1, first create a layout file hosting Activity xml:


< RelativeLayout xmlns: android = "http://schemas.android.com/apk/res/android"
    xmlns: tools = "http://schemas.android.com/tools"
    android: layout_width = "match_parent"
    android: layout_height = "match_parent"
    android: layout_margin = "10dp"
    tools: context = ". MainActivity">

    < ImageView
        android: id = "@ + id / img"
        android: layout_width = "match_parent"
        android: layout_height = "match_parent"
    < ProgressBar
        android: id = "@ + id / progressbar"
        android: layout_width = "wrap_content"
        android: layout_height = "wrap_content"
        android: visibility = "gone"
        android: layout_centerInParent = "true"

< / RelativeLayout>

Layout file is simply a ImageView + ProgressBar, loading ImageView us to remind the user to wait through ProgressBar.

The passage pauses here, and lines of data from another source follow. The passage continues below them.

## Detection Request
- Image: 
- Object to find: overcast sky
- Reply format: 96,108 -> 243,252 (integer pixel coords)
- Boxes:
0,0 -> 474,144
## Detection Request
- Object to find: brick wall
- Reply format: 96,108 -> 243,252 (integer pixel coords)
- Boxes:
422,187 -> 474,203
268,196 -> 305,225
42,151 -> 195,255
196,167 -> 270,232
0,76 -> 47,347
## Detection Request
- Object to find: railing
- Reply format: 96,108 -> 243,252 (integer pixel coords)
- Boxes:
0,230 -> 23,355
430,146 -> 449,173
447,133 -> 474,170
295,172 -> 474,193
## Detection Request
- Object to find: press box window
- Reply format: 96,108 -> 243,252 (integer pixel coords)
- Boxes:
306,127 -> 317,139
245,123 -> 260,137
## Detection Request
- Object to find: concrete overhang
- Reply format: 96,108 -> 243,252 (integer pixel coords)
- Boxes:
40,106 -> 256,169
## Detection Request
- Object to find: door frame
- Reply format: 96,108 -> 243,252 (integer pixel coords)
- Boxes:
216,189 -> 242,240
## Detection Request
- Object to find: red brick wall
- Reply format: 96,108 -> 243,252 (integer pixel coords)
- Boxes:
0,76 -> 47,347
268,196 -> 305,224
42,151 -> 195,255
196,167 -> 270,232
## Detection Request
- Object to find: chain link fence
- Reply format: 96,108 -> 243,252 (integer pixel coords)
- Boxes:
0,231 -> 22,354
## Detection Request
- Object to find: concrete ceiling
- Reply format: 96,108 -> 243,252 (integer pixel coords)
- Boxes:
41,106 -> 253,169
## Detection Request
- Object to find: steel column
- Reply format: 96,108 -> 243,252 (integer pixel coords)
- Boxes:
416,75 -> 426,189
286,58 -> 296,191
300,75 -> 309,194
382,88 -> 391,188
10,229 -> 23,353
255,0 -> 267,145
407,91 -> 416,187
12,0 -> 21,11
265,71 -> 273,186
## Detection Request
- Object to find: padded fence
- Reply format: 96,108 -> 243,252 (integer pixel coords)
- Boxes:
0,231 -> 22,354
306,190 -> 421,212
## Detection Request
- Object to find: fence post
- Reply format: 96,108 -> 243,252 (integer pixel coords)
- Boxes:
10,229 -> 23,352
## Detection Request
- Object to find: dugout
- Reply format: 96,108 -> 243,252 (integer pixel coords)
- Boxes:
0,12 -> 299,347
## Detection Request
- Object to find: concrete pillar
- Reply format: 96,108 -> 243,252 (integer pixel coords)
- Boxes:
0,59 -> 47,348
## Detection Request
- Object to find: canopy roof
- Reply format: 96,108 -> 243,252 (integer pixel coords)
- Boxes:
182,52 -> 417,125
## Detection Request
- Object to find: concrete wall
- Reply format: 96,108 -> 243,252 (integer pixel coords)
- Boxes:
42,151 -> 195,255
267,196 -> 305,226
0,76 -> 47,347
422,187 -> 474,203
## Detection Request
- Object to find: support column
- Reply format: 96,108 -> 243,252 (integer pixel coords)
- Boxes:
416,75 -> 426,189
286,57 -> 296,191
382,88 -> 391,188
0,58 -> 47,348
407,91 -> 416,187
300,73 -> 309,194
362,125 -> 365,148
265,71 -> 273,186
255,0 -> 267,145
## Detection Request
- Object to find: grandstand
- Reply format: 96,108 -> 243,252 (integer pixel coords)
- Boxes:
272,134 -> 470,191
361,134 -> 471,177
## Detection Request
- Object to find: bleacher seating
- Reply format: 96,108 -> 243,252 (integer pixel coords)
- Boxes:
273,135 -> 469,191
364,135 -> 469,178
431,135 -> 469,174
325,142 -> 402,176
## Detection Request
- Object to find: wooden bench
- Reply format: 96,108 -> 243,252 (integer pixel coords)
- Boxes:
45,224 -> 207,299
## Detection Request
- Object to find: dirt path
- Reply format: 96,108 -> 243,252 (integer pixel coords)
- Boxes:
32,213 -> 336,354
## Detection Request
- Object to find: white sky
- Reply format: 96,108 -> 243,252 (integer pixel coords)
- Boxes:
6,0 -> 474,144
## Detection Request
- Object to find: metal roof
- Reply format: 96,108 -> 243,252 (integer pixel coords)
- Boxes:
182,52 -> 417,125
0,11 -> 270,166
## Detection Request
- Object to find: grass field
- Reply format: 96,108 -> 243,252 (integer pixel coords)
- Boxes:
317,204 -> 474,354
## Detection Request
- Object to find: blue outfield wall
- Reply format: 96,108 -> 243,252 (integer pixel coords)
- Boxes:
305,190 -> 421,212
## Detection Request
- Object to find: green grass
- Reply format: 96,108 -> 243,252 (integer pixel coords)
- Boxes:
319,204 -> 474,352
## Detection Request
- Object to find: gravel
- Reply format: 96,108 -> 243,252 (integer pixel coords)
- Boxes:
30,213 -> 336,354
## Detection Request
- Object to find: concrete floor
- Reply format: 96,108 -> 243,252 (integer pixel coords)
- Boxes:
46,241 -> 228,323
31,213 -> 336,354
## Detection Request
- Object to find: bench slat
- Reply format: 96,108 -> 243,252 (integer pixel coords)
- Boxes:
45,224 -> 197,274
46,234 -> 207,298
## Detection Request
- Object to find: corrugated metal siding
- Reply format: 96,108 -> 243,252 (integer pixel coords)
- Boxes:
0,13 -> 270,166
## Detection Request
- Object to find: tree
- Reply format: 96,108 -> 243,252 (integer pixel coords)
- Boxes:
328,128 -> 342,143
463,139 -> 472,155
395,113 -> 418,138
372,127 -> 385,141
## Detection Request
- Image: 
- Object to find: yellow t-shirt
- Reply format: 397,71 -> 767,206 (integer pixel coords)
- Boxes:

2, create our Activity objects:


public class AsyncTaskImager extends Activity {
    private ProgressBar pb;
    private ImageView image;
    private static final String url = "upload / 2015_06 / 150628161776433.png";
    protected void onCreate (Bundle savedInstanceState) {
        super.onCreate (savedInstanceState);
        setContentView (R.layout.imager);
        init ();
        new ImageAsyncTask () execute (url).;

    private void init () {
        pb = (ProgressBar) findViewById (R.id.progressbar);
        image = (ImageView) findViewById (R.id.img);
    class ImageAsyncTask extends AsyncTask < String, Void, Bitmap> {

        protected void onPreExecute () {
            super.onPreExecute ();
            pb.setVisibility (View.VISIBLE);
        protected Bitmap doInBackground (String ... params) {
            Bitmap bitmap = null;
            URLConnection conn = null;
            String url = params [0];
            try {
                conn = new URL (url) .openConnection ();
                InputStream in = conn.getInputStream ();
                BufferedInputStream bis = new BufferedInputStream (in);
                bitmap = BitmapFactory.decodeStream (bis);
            } Catch (MalformedURLException e) {
                e.printStackTrace ();
            } Catch (IOException e) {
                e.printStackTrace ();
            return bitmap;
        protected void onPostExecute (Bitmap result) {
            super.onPostExecute (result);
            pb.setVisibility (View.GONE);
            image.setImageBitmap (result);


Here we have the great merit basically completed, and finally do not forget to look in AndroidManifest.xml statement.

3. Add a network operating authority:

< Uses-permission android: name = "android.permission.INTERNET" />

Because we need to use to connect to the network, so we need to add a network access in AndroidManifest.xml.